Download This PaperComparative Analysis of Scaffold Fibre Diameter-Modulated Responses on Immortalized and Primary Thyroid Cells: Implications for Thyroid Regeneration
28 Pages Posted: 21 Nov 2023
Abstract
Primary hypothyroidism results from thyroid gland damage, commonly due to radiotherapy for head and neck cancer. Primary hypothyroidism severely impacts patient quality of life and is expected to increase in incidence due to the aging population and rising cancer survivor rates. Tissue engineering approaches are starting to emerge as a potential treatment. Electrospinning techniques have yet to be investigated in conjunction with thyroid tissue. Her, electrospun polycaprolactone scaffolds with varying fibre diameters were fabricated and their effects on immortalized human thyrocytes (Nthy-ori 3-1) and primary murine thyroid cells were investigated.
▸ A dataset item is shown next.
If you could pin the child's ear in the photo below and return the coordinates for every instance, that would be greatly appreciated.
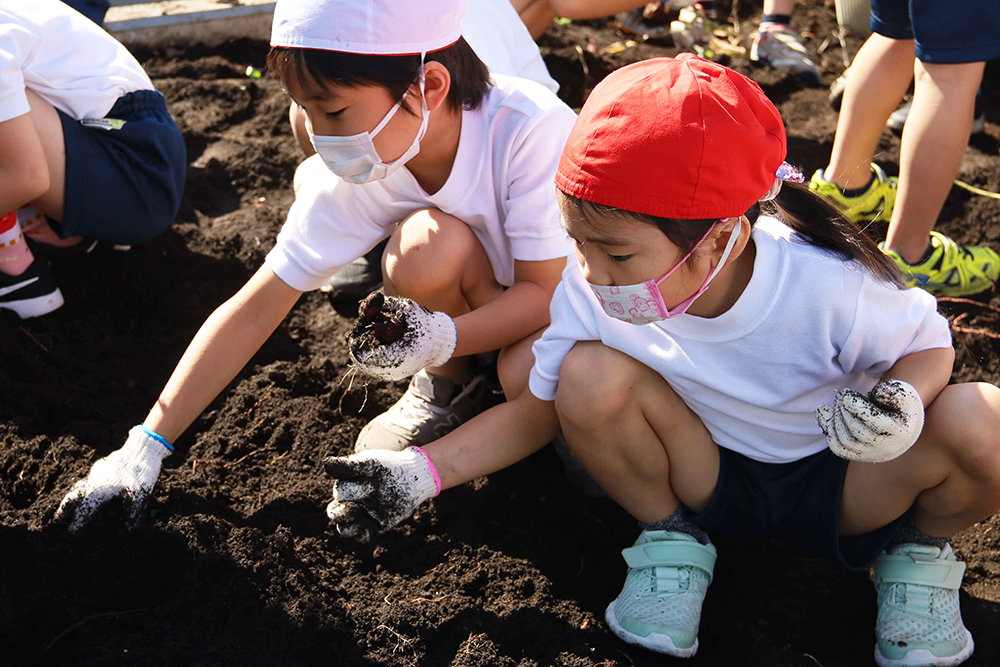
(437, 84)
Four groups of scaffolds were produced with fibre diameters ranging from approximately 0.5µm to 4µm, to understand the impact of these microenvironments on their potential for thyroid regeneration. Results showed that fibre size influence mechanical properties, porosity and cell response. Nthy.ori 3-1 cells performed best on medium-sized fibres while primary cells preferred larger fibres. Nonetheless, smaller fibre diameters encouraged the secretion of collage-like fibrils, potentially indicating favourable conditions for regeneration. This study highlights the potential of electrospun PCL scaffolds as promising candidates for tissue engineering applications in the treatment of primary hypothyroidism. The findings demonstrate the importance of considering cell-type specific responses when designing biomaterials for tissue-engineered solutions for thyroid regeneration. Further research is necessary to elucidate the underlying mechanisms and optimize scaffold properties for successful thyroid tissue regeneration.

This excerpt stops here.